Answers to Brain Teasers
Brain teasers are easy to find in offices and classrooms across the country, but finding answers to brain teasers is a bit more difficult. The easiest way to solve a brain teaser is to look the answer up on the accompanying answer sheet or the Internet, but that ruins the fun and accomplishment of solving one of these tricky little puzzles without help. Each different type of brain teaser has a separate set of strategies and tips that make finding a solution easier and none of them include peeking at a cheat sheet.
Logic problems are puzzles that give a series of clues and ask the reader to make certain conclusions based on those clues. Puzzlers are required to use deductive reasoning to solve this type of brain teaser. There are two distinct types of logic problems: the classic logic problem, and ones that set up a matrix to help the reader figure out the problem. The first step in working this type of puzzle is to grab some scratch paper and create a matrix if one is not already provided. A matrix lists all possible combinations of solutions, allowing the reader to eliminate possibilities based on the given clues. A 'process of elimination' approach is the best way to tackle a logic problem. Figure out what can't be true, based on the clues. This should lead to at least one definitive answer, such as, "Bob lived in the blue house." If Bob lives in the blue house, then Richard, John, and David do not.
William T. Pelletier's logic problems page offers some great examples with solution matrices already set up. He also offers tips on constructing logic problems, and lists logic puzzle magazines and websites for further logical fun.
Lateral Thinking Puzzles
Lateral thinking puzzles are a unique type of brain teaser. This type of brain teaser gives the reader the answer, and he or she then has to fill in the details that led to the given scenario. This type often starts with the words, "a man lies dead in a room," and involves suicides, murders, and affairs. These puzzles will usually not be used in elementary school classrooms, because of their morbid subject matter.
Solving these puzzles is not usually a solitary pursuit, because it can be very difficult to solve the puzzle without additional information. Usually one person serves as the puzzle master, and he or she gives the participants the clues. The participants then ask the puzzle master questions, which he or she answers simply, "yes," "no," or "doesn't matter." One of the most interesting features of lateral thinking puzzles is that some have more than one possible answer. Participants are advised to stay open-minded, and questions the assumptions they make based on the clues. The puzzles are "lateral thinking" puzzles, because they require a creative and flexible reasoning process that differs from the methodical way in which many people approach a problem.
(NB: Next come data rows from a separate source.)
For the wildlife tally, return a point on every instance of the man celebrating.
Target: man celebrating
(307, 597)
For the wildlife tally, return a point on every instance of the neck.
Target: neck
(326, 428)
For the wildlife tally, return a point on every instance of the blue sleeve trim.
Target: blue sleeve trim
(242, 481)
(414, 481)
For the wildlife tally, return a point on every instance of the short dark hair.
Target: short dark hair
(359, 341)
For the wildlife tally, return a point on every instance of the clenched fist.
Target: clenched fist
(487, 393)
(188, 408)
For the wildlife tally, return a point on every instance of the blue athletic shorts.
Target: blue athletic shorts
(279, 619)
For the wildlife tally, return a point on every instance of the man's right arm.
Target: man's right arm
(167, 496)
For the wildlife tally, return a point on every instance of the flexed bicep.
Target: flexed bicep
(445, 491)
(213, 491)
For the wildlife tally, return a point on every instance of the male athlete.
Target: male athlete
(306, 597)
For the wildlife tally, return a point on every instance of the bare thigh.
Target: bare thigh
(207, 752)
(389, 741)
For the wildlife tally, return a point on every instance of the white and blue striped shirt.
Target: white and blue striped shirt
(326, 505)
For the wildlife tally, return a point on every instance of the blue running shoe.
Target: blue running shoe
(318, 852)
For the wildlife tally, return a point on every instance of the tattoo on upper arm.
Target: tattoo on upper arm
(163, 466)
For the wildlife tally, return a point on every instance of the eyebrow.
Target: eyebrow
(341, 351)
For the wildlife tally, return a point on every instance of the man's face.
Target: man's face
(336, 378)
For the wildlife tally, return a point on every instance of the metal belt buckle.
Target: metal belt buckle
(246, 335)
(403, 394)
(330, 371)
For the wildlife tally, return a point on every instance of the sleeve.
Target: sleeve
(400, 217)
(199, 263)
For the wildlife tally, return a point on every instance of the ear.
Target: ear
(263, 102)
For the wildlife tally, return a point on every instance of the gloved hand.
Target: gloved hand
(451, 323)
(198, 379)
Cryptograms are words or phrases written in a simple substitution code. Each letter of the alphabet is substituted for another, and it's easy to solve a cryptogram once the code is cracked. Experienced puzzlers generally begin by examining the cryptogram for small, easily recognizable words like "is" and "the." After these words are decoded, add the known letters to the cryptogram. The next step is to note the most frequently used letters in the cryptogram. E is the most frequently used letter in the English language, and it's usually an easy letter to find in a cryptogram.
Answers to Brain Teasers
While looking up a solution online may be the fastest way to find answers to brain teasers, it's much more satisfying to work out the answer without help. Fortunately, brain teasers get easier with practice, and they're a great way to sharpen the memory and keep the mental juices flowing.